La colazione dei canottieri rappresenta una scena conviviale ambientata presso la veranda all’aperto del ristorante La Fournaise sull’isola di Chatou. Questo luogo era frequentato solitamente dai canottieri parigini che volevano concedersi qualche momento di riposo in compagnia degli amici.

La scena raffigurata nel dipinto rappresenta 14 persone, tra uomini e donne, che si trovano riuniti attorno ad una tavola imbandita in un clima festoso e spensierato (“joie de vivre”). Tra le figure, sono riconoscibili alcune persone che lo stesso Renoir conosceva, tra cui Aline Charigot (la donna sulla sinistra che tiene tra le mani un cagnolino), che diventerà in seguito moglie dell’artista.

La colazione dei canottieri
Pierre-Auguste Renoir, La colazione dei canottieri, 1880-82, Phillips Collection, Washington.

Tra i personaggi, è presente anche il figlio del proprietario del locale Alphonse Fournaise, raffigurato in piedi sul lato sinistro della scena appoggiato alla ringhiera ed abbigliato con la maglia bianca tipica dei canottieri ed un cappello di paglia. I modelli che posarono per la realizzazione de La colazione dei canottieri erano, dunque, gli stessi amici e conoscenti di Renoir.

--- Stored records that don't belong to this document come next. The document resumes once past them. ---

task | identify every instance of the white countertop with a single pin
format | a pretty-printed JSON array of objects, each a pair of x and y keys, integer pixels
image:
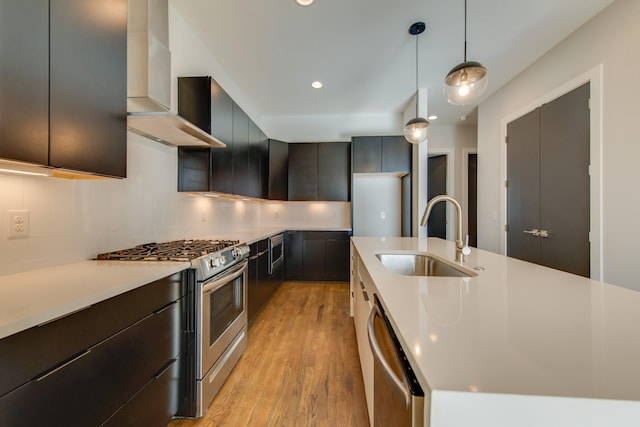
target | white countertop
[
  {"x": 31, "y": 298},
  {"x": 254, "y": 234},
  {"x": 516, "y": 328},
  {"x": 34, "y": 297}
]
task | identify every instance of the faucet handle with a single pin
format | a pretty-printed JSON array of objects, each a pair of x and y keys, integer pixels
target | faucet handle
[{"x": 466, "y": 250}]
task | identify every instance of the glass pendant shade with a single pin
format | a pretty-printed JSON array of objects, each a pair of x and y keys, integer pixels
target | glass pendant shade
[
  {"x": 465, "y": 83},
  {"x": 415, "y": 131}
]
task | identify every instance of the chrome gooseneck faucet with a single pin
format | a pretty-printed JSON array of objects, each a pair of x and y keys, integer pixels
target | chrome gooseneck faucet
[{"x": 462, "y": 248}]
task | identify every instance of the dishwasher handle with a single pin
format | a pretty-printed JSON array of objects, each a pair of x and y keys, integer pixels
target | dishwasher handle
[{"x": 402, "y": 385}]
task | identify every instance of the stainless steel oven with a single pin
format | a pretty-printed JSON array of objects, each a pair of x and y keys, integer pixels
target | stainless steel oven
[
  {"x": 223, "y": 325},
  {"x": 276, "y": 253},
  {"x": 216, "y": 334}
]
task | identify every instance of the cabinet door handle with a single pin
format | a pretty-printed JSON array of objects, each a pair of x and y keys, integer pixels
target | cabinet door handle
[{"x": 67, "y": 363}]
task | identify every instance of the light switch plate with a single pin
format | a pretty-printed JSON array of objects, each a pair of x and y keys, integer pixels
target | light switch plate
[{"x": 18, "y": 224}]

Tutti i personaggi sono illuminati dalla luce del sole che filtra attraverso un tendaggio a righe e le fronde degli alberi sullo sfondo, inondando l’intera scena di riverberi luminosi ed accentuando il clima di allegria e di festa.

La tecnica e lo stile

La scena raffigurata nel dipinto ricorda un’istantanea fotografica, dove i personaggi non sono in posa ma sono intenti a chiacchierare tra loro e sembrano ignorare la presenza dell’artista che li sta ritraendo.

Le pennellate materiche accostate una accanto all’altra (tipiche della tecnica utilizzata dagli esponenti dell’Impressionismo) confondono i contorni delle forme, spingendo l’osservatore a considerare l’insieme della scena e non i singoli dettagli. Nonostante ciò, Renoir sceglie di inserire nel dipinto degli elementi che richiamano la tradizione figurativa occidentale, come la natura morta sulla tavola imbandita, il ritratto ed il paesaggio.

Ciò che rende La colazione dei canottieri un dipinto unico nel suo genere è proprio la tecnica utilizzata da Renoir, che mostra attraverso quest’opera la sua grande capacità artistica e la sua esperienza nell’utilizzo dei colori, che vengono sapientemente accostati tra loro per dare forti contrasti e per modellare i volumi. Ogni personaggio ha, infatti, un proprio spessore e sembra quasi fuoriuscire dalla tela.